An diesen Dialogen krankt der Film jedoch – nicht weil ihnen die Dynamik fehlte oder weil man den beiden Hauptdarstellern ihre Rolle nicht abnähme, im Gegenteil. Wohl jeder Student Mitte 20 kennt diesen Zustand: Wie berauscht von den theoretischen Problemen, die man nicht lösen kann, und doch ahnungslos genug, um sich zuzutrauen, die großen Fragen angemessen stellen und irgendwann auch beantworten zu können.

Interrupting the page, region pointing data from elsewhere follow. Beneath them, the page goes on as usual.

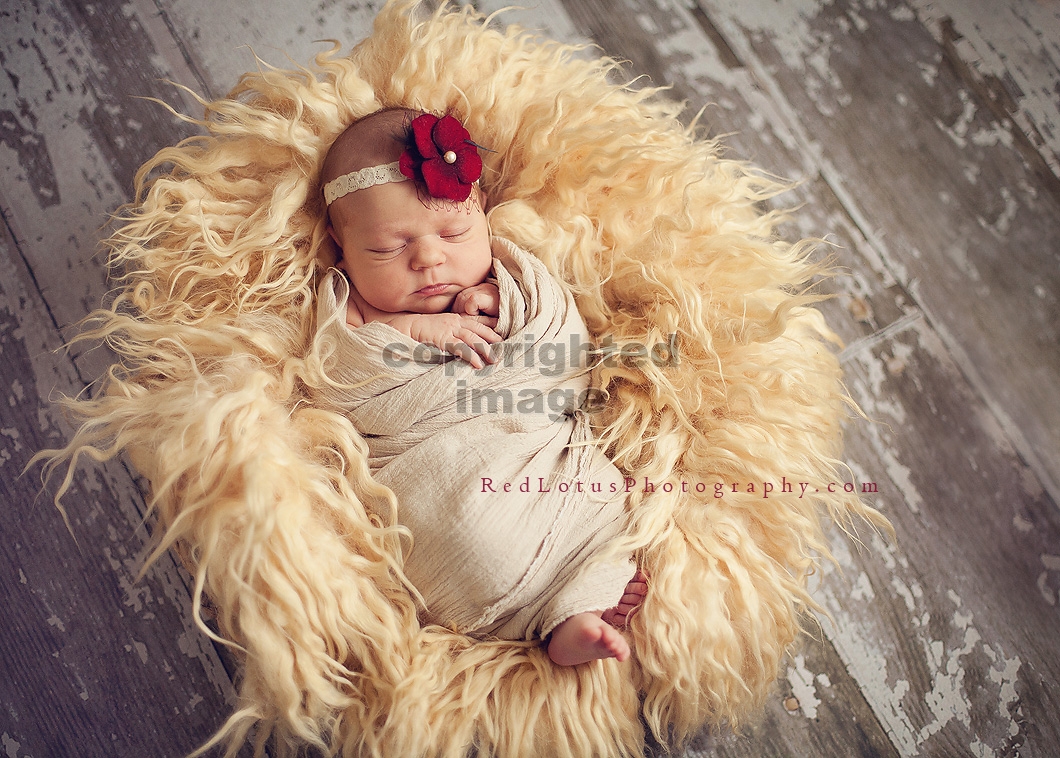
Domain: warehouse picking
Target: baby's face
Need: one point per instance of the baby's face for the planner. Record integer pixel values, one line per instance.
(404, 257)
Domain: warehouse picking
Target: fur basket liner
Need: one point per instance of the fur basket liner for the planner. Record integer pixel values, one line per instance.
(267, 498)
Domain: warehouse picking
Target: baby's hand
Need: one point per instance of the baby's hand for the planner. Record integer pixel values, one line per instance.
(480, 299)
(467, 337)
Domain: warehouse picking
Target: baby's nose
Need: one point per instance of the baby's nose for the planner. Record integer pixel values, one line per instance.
(426, 252)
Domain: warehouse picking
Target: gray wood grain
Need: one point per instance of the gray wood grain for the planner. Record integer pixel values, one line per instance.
(924, 137)
(94, 662)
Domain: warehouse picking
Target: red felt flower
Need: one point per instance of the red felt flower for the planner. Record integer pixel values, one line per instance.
(441, 156)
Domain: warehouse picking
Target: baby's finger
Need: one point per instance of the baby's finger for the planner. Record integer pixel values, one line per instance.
(465, 352)
(488, 321)
(483, 331)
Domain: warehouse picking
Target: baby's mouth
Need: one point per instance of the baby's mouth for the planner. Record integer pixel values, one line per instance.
(431, 289)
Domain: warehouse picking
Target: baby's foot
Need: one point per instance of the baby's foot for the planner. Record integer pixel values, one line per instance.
(634, 595)
(585, 637)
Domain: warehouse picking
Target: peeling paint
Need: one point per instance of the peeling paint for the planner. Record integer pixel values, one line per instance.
(801, 682)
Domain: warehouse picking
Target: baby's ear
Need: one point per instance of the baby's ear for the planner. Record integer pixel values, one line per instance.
(334, 236)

Ein Regisseur, der seinen Figuren nicht traut

Nur wirkt die Geschichte der beiden hin und wieder wie das Veranschaulichungsmaterial ihrer zuvor ausgetauschten Ideen – gerade, wenn es um Liebe und Leidenschaften geht: Wägen Jule und Jan etwa Vor- und Nachteile der Lust ab, putzt just in diesem Moment eine ausgesprochen attraktive junge Frau die Fensterscheibe ihres Cabrios, und Jan schaut gerne dabei zu. Und so diskutieren die beiden immer wieder zuerst, was sie anschließend erleben. Dabei hätte sich Weingartner viel mehr auf seine Figuren verlassen können – auf die Atmosphäre, die sich wie von selbst zwischen ihnen einstellt, wenn er sie einmal nicht Ideen diskutieren lässt, sondern sie beim Schweigen beobachtet oder beim Schlafengehen.

Weingartner will in diesem Film schlicht zu viel verhandeln: die aktuell omnipräsente Lust an der Empathie, die traditionelle Kapitalismuskritik, das Funktionieren der menschlichen Psyche. Das überfrachtet die beiden Hauptfiguren am Ende dann doch, denen man eigentlich gern dabei zusieht, wie sie sich einander – Kilometer für Kilometer – annähern.

In dieser Woche läuft „303“ in den deutschen Kinos an – Weingartner selbst ist in München zu Gast, am Donnerstag im Münchner City Kino.